O desenho com pinos de diâmetros distintos em muitos cabos de alimentação não é mero detalhe estético: trata-se de uma medida de segurança elétrica que orienta a ligação correta dos condutores e reduz riscos de curto-circuito e choques. Esse formato assimétrico garante que o equipamento seja conectado com polaridade definida, preservando o funcionamento e a integridade dos componentes internos.

Como funciona a polarização

Segundo pesquisa técnica do Interpower, a lâmina mais grossa do plugue foi projetada para se conectar ao fio neutro da instalação, enquanto a lâmina mais fina corresponde à fase energizada.

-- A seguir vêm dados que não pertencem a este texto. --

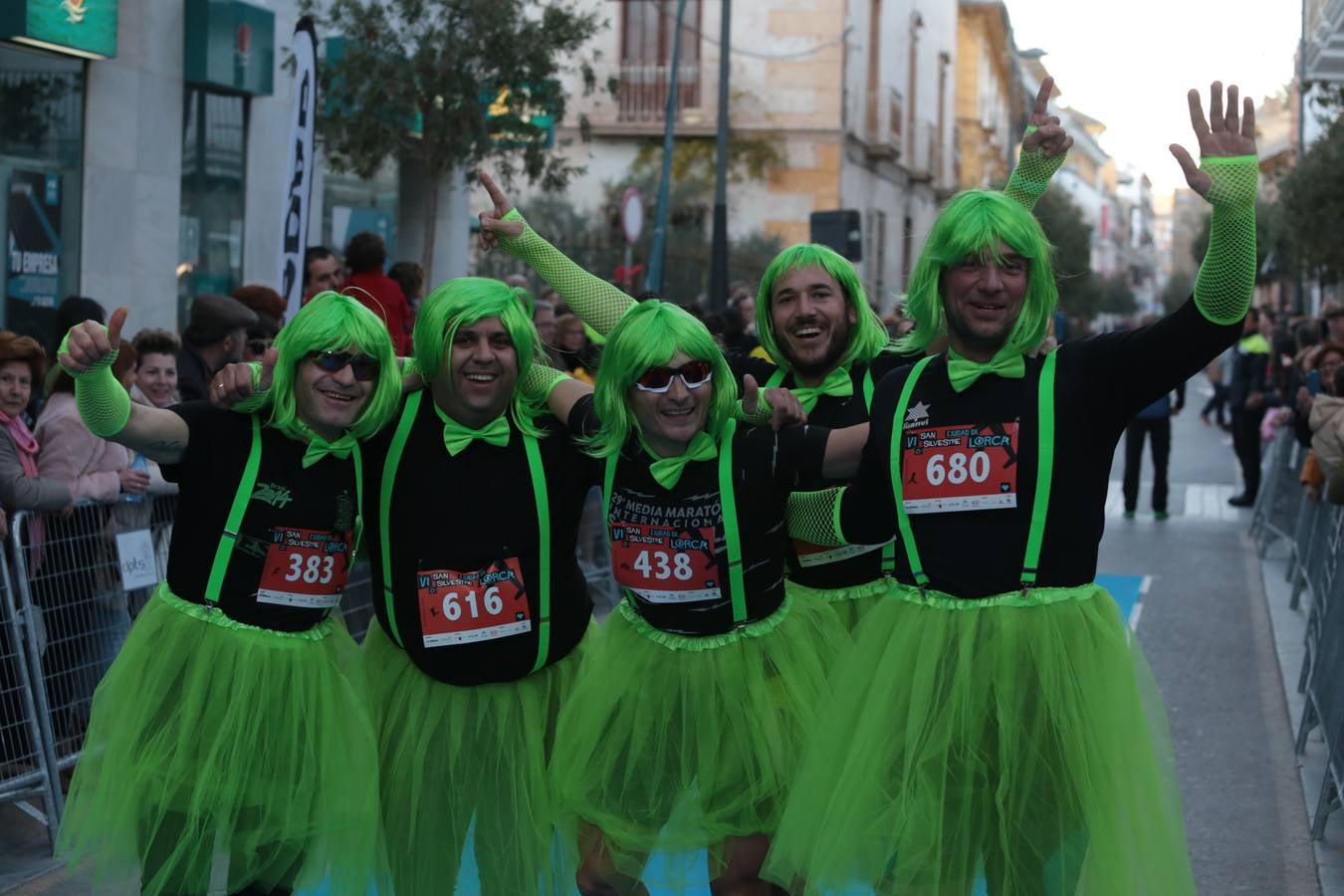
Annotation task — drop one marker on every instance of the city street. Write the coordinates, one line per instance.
(1209, 621)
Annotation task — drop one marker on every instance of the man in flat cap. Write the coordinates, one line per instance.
(215, 335)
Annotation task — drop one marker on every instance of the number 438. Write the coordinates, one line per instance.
(660, 564)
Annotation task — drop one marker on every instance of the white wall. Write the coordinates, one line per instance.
(131, 179)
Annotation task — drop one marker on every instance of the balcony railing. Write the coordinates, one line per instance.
(925, 160)
(644, 91)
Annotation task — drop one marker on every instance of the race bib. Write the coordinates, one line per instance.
(665, 564)
(304, 568)
(814, 555)
(468, 607)
(948, 469)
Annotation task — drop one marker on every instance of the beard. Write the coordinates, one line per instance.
(836, 346)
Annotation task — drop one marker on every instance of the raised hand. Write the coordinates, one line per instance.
(1050, 135)
(234, 381)
(1224, 134)
(89, 342)
(491, 220)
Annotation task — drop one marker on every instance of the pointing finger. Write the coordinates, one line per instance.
(1197, 114)
(114, 324)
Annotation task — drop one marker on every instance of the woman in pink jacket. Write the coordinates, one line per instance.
(78, 585)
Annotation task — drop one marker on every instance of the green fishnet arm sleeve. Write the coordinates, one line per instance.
(1031, 177)
(1226, 280)
(814, 518)
(761, 416)
(597, 303)
(101, 400)
(540, 381)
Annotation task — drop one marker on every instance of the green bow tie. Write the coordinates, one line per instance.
(667, 470)
(836, 383)
(963, 371)
(320, 448)
(457, 437)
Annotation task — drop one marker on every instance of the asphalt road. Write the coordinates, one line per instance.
(1205, 627)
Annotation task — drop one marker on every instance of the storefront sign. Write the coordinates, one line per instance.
(230, 45)
(80, 27)
(33, 261)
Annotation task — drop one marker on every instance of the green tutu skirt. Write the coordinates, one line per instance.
(221, 755)
(459, 761)
(1014, 739)
(851, 603)
(674, 745)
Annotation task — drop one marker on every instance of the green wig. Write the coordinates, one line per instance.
(463, 301)
(976, 223)
(335, 323)
(867, 337)
(649, 335)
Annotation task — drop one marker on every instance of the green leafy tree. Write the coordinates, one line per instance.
(1070, 234)
(449, 84)
(1312, 206)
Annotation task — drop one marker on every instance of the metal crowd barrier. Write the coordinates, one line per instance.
(1314, 535)
(1279, 499)
(77, 583)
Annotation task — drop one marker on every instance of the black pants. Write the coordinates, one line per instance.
(1246, 445)
(1160, 430)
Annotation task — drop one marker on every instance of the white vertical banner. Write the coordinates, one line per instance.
(299, 172)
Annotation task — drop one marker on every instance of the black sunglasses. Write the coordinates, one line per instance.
(361, 365)
(659, 379)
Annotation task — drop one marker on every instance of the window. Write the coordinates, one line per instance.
(647, 37)
(210, 230)
(42, 99)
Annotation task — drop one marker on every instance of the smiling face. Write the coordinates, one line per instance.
(810, 319)
(330, 402)
(668, 421)
(15, 387)
(477, 381)
(157, 377)
(982, 299)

Essa diferenciação física impede que o plugue seja inserido invertido na tomada, assegurando que o interruptor interno do aparelho interrompa a alimentação pela fase quando desligado.

Por concentrar o corte da energia na entrada da fase, o mecanismo evita que partes internas continuem sob tensão após o botão ser acionado, protegendo circuitos, motores e placas eletrônicas contra sobrecargas súbitas. Em aparelhos com carcaça metálica, como geladeiras e torradeiras, essa polarização contribui para que a estrutura externa permaneça sem potencial elétrico ao toque, mesmo durante operação em plena carga.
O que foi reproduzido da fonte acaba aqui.